The natural features and landscape in national parks are typical of Finland, but they are also a nationally and internationally valuable part of our nature. They have within them national landscapes and other natural sights.

Two national parks in Lapland celebrate their 80 years in 2018

Finland got its first national parks in 1938. Pallas-Ounastunturi National Park and Pyhätunturi National Park were fell areas in Lapland. They both are a part of a fell chain, and in 2005, both parks were expanded when their nearby fells were joined in the parks. The western national park became Pallas–Yllästunturi National Park and the eastern Pyhä–Luosto National Park.

The vast parks are very popular. Pallas–Yllästunturi National Park is the most popular park in Finland in terms of visitor numbers, it logs over 500,000 visits each year. Pyhä–Luosto NP has approx. 150,000 visitors yearly.

According to user surveys the reasons for visiting the parks are experiencing nature and the scenery.

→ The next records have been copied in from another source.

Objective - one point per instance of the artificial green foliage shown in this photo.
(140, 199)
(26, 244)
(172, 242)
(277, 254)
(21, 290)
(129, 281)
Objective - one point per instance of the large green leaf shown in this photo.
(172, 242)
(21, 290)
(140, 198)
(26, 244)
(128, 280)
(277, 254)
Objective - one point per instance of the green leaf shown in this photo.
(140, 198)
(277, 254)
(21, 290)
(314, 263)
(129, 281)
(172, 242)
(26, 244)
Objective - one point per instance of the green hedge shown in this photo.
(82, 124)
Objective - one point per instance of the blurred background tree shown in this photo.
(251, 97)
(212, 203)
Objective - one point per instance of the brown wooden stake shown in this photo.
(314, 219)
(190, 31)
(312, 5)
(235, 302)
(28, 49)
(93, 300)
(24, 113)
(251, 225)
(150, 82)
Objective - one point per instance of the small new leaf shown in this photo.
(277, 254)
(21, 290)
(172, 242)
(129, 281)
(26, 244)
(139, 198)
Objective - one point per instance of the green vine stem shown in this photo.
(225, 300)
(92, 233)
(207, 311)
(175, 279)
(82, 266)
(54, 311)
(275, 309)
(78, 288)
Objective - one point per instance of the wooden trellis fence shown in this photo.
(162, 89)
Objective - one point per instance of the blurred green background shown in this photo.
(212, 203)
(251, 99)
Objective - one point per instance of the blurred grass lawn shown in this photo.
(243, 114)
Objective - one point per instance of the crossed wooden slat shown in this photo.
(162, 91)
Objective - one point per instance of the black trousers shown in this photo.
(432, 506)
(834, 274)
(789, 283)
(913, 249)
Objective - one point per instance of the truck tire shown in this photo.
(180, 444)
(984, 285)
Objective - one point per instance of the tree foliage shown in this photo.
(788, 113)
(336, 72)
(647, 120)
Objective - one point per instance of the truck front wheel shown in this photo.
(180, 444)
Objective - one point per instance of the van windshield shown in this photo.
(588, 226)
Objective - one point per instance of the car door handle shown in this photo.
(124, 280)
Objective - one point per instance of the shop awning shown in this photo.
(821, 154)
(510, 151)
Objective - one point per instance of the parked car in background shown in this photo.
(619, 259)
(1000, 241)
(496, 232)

Cross-country skiing and backpacking are the most popular activities, but cycling and snowshoeing are new forms of activities.

Sustainable tourism is practiced in the parks

Administering over 40 national parks, Metsähallitus Parks & Wldlife Finland sets the requirements for nature tourism operators using national parks to provide their services. Winter in Lapland is a big draw for tourists, but Parks & Wildlife Finland also paves the way for new nature tourism services in the summer. Opening summer trails to cycling has been a success.